Commence to speaking











Last night was graduation and I was selected as commencement speaker. The text of my speech is below.

Mark Twain once said, “I have never let my schooling interfere with my education.” For many of us, today’s graduation ceremony marks the end of our formal schooling; we will never again set foot in a classroom as a student. Others of us will continue on to graduate school, earning master’s and doctorial degrees. Whether today is the last day of school, or a mere pause before continuing studies, I challenge the class of 2006 us to remain students in our hearts and pursue the goal of lifelong learning.

What is lifelong learning? It is the continuing of education well beyond graduation. Knowledge is not gained only in the classroom. It can occur in the workplace, at home, and with wireless Internet access, even at McDonald’s. Lifelong learning means that we have an opportunity to continue our education without worrying whether a class will fit into our degree plan or whether some fact will be on a future test. The idea of lifelong learning puts our future education, and ultimately our own success, in our hands.

Often when we transition from school to the workplace, we place our education on a backburner. We learn what we need to know to do our jobs, but seldom do we strive to learn more; we become mediocre. Having been a working professional for 12 years before returning to graduate school, I often heard comments from co-workers that they were too busy to attend a specific training session, or that they would go back to school but only if their employer paid for it. While these people did okay in their jobs, they never quite excelled. The people who excelled in their jobs were those who valued education and took the initiative to learn everything they could.

One of the people closest to me has a philosophy of investing in himself; each year he takes 10 percent of his salary and applies to personal and career training. For each dollar he invests in his education, he receives that dollar back in form of a salary increase. If I had one piece of advice to give to graduates, it would be to invest in yourself and strive to be a superstar, not just mediocre.

Lifelong learning doesn’t have to be just career-related. We are now at the point in our lives where it is up to us to learn what we want to learn, when and how we want to learn it. Having a job doing corporate sales doesn’t preclude one from taking cooking classes if he or she wants to learn to be a gourmet chef. Someone with a degree is in mass communication can still study Japanese art if that is their passion.

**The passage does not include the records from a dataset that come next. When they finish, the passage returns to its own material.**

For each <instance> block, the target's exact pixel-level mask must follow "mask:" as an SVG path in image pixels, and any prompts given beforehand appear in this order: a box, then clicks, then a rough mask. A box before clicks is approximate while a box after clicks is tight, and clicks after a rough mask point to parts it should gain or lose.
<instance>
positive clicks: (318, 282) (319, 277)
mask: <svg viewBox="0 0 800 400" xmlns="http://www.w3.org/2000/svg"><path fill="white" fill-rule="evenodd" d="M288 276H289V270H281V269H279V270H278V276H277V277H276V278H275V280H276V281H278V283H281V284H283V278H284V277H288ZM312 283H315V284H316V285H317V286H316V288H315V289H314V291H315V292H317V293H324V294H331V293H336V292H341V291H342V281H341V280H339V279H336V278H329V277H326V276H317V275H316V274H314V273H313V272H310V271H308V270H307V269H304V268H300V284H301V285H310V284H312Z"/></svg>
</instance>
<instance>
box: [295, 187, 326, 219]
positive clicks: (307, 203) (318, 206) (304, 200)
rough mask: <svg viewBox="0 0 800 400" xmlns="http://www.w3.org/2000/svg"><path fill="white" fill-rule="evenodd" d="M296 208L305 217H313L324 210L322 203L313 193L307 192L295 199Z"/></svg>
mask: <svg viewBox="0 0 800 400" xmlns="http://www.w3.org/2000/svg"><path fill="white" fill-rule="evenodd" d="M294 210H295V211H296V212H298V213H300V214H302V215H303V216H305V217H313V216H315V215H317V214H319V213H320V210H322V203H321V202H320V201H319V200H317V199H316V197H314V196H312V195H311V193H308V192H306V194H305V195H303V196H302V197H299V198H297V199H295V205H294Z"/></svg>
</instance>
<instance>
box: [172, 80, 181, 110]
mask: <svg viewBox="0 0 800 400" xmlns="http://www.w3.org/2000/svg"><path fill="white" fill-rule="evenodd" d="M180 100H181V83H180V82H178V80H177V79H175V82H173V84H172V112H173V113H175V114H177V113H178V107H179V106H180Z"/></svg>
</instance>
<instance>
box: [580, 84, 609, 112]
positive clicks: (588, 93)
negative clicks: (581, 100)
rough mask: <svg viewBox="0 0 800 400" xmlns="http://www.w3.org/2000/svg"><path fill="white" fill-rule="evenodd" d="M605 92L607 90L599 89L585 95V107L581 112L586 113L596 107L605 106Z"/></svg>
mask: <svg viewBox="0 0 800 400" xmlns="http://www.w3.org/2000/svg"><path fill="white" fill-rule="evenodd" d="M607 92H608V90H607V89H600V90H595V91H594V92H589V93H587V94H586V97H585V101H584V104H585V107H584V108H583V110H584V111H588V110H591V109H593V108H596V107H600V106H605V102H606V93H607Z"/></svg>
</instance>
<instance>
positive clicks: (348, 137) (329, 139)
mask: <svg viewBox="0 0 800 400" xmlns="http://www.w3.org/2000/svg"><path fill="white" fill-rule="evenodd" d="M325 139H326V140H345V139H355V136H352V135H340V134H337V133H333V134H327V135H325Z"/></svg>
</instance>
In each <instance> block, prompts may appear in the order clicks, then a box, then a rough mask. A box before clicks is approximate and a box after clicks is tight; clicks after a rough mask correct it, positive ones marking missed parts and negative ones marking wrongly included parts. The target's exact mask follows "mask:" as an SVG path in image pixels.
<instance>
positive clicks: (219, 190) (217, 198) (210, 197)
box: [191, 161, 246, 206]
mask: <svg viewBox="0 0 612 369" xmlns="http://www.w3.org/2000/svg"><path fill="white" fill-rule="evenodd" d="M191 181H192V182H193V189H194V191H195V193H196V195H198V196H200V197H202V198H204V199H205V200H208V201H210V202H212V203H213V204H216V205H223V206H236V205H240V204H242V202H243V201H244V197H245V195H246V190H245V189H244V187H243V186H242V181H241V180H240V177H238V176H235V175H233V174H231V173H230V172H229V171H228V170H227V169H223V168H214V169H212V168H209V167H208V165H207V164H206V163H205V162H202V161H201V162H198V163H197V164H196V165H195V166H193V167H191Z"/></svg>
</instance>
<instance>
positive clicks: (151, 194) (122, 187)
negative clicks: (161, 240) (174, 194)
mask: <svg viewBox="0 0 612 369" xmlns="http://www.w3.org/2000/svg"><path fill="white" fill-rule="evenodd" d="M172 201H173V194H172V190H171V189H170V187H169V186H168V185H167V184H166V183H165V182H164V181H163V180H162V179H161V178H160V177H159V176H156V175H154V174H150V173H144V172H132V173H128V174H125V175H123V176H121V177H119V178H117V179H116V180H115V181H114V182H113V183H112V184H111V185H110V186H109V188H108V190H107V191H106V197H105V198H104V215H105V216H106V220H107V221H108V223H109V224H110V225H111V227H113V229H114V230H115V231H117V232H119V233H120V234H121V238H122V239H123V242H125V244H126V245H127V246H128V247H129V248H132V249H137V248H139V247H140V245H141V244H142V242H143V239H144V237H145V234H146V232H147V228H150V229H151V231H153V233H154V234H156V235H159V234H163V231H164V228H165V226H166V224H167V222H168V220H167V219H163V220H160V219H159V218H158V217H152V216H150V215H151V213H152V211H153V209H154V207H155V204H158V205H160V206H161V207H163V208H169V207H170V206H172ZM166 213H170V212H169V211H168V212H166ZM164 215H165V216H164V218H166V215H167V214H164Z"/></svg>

Some scholars argue that the true measure of learning is whether a student is passionate about a subject and continues to learn about that subject outside of the classroom. I would urge each of us to discover what things we are passionate about and learn all we can about those subjects. That is the true measure of lifelong learning.

Today may be the end of our schooling, but my hope for the class of 2006 is that it is the start of our education.

4 comments:

Anonymous said...

Cool speech. I wish I was there to see it in person.

Tom and Linda

Ed said...

I also wish I had been there. Your photos are awesome! I'm gonna print one and stick it in my office. Beautiful speech, too! Everyday, learn something new.

Anonymous said...

CONGRATULATIONS! All that hard work! Great speech, Dara. Hooray!
Auntie M.

Anonymous said...

Way to go, hope to see you again sometime.